Prostate Cancer Death Markers Identified

Markers identify patients who benefit from new and more aggressive prostate cancer treatments.

Investigators have identified markers for men with prostate cancer at high-risk of dying early.

For the study, investigators used data from a randomized trial of 206 men with prostate cancer treated with either radiation or radiation plus 6 months of hormonal therapy.

Early markers of prostate cancer death were compared to identify men at-risk of early death.

The results of the study, published in JAMA Oncology, showed a PSA nadir—– the absolute lowest level the PSA drops after treatment––greater than 0.5 ng/mL following radiation and androgen deprivation therapy appeared to identify men, prior to PSA failure, who were at high-risk of dying early due to treatment failure.

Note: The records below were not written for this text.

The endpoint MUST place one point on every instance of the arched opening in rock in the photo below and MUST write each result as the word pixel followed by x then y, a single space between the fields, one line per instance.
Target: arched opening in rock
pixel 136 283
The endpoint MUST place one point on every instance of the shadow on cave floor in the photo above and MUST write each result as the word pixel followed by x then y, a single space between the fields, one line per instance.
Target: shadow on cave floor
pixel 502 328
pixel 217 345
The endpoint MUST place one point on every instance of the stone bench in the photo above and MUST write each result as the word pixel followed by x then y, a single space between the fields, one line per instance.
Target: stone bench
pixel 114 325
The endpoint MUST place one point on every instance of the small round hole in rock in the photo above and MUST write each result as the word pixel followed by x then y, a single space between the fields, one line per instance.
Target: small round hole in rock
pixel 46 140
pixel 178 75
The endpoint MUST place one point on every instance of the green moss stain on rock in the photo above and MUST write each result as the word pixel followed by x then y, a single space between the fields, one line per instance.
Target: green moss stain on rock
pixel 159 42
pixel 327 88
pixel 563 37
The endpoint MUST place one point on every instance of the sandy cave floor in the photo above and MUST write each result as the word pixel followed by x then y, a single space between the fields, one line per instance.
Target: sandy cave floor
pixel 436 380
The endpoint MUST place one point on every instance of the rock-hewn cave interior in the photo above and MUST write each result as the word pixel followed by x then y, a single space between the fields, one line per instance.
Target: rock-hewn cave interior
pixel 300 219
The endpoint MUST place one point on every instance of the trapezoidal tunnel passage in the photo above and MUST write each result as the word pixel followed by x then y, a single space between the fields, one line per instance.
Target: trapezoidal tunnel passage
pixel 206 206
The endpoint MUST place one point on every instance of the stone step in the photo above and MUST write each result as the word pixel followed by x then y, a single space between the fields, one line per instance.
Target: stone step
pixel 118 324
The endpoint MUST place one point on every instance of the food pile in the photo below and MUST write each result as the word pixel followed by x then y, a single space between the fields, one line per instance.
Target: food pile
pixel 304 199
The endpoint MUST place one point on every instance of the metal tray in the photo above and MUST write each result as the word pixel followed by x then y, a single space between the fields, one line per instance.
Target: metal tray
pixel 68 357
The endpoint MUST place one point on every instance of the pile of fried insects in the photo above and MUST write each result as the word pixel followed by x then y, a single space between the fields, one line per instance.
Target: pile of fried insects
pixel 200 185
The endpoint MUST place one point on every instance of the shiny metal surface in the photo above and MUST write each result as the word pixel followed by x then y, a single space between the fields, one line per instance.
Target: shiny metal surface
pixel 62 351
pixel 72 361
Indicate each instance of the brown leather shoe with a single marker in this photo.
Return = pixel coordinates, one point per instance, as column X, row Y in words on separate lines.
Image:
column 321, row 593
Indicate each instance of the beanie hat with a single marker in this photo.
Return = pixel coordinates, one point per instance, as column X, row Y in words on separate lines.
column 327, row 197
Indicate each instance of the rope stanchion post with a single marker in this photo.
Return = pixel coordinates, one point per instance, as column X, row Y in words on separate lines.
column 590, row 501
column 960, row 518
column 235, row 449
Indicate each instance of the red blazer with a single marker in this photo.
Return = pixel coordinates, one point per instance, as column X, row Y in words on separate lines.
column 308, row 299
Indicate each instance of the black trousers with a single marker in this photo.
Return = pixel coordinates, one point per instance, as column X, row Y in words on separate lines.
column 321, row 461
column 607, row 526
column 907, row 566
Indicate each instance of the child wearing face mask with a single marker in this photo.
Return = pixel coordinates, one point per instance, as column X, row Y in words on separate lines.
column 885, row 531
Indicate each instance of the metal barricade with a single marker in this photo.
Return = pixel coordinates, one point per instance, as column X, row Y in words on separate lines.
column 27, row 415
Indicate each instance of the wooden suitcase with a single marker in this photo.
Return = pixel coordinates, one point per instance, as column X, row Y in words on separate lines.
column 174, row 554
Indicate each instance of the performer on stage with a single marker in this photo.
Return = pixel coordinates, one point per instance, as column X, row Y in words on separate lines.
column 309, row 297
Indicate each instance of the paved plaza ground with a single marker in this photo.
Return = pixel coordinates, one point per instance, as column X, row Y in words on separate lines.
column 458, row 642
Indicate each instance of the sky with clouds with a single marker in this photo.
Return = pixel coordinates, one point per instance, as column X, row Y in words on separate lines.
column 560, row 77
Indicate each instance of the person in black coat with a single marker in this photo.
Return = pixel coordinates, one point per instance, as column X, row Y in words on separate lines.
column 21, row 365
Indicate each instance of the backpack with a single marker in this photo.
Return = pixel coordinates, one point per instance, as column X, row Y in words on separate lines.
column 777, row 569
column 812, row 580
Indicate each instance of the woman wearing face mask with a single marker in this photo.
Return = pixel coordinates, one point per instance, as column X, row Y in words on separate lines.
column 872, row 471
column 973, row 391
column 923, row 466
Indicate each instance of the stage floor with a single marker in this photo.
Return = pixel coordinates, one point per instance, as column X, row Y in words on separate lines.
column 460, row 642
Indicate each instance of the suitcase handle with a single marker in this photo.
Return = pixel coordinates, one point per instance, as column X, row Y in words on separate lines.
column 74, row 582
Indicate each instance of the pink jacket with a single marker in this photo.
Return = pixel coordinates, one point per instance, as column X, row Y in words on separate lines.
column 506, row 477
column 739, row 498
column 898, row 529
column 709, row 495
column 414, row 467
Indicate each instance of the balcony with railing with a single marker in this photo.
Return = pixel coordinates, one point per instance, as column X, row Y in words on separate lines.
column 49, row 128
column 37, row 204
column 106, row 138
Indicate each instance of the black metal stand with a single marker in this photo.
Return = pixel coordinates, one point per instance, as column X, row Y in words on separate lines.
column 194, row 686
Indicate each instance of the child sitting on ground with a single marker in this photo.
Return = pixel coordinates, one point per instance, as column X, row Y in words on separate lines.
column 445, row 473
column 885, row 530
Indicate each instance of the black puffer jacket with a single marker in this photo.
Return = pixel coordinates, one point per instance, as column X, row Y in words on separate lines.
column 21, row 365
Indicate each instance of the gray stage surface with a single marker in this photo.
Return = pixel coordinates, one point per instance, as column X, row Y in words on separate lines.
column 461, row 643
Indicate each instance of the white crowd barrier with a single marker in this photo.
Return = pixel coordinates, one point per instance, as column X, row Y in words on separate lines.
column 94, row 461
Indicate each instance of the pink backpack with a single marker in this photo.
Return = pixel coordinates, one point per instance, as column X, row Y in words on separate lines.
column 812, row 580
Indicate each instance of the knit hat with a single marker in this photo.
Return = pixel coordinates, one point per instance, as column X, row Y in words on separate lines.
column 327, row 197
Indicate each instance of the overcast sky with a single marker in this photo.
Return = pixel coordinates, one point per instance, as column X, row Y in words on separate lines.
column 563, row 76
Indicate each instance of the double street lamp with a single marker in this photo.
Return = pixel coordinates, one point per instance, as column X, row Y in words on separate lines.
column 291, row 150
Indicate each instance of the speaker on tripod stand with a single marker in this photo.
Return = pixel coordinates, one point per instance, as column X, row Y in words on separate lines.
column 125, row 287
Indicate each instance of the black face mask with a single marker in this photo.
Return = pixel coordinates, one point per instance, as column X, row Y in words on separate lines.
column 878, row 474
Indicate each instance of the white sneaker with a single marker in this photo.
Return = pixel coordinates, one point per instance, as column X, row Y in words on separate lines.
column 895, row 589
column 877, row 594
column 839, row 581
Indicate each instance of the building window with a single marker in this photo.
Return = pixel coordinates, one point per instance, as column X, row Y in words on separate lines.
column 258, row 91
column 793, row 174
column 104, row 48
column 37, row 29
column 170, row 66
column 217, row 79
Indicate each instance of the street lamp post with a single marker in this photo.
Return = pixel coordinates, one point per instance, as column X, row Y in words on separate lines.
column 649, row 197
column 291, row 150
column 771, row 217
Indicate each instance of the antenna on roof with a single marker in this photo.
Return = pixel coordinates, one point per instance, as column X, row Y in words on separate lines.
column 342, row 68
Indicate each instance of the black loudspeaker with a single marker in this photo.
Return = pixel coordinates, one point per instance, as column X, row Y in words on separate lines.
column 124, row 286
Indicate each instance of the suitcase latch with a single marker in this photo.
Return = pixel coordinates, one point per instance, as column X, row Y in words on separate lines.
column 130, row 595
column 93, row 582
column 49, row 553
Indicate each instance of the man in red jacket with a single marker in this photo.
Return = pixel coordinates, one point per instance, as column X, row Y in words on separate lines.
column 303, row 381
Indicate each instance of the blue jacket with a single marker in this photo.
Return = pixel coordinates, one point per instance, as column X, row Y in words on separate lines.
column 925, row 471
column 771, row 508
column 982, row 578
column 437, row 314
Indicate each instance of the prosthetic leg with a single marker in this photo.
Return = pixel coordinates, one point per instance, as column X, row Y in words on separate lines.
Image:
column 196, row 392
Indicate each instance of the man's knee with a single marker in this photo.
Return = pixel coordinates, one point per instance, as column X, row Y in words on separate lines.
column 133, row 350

“By identifying and enrolling these men in clinical trials immediately, the hope is to take a prostate cancer that appears to be incurable and make it curable,” said corresponding author Trevor J. Royce, MD.

Prostate cancer is the second leading cause of male cancer death in the United States, and two-thirds of all prostate cancer deaths are men with localized disease who developed metastasis. In 2016, prostate cancer accounted for an estimated 26,000 deaths.

“This study’s results can have practice changing implications on how future prostate cancer trials are designed in terms of identifying the men for these studies who are at high-risk for early death due to ineffective initial treatment for their prostate cancer,” said senior author Anthony Victor D’Amico, MD, PhD.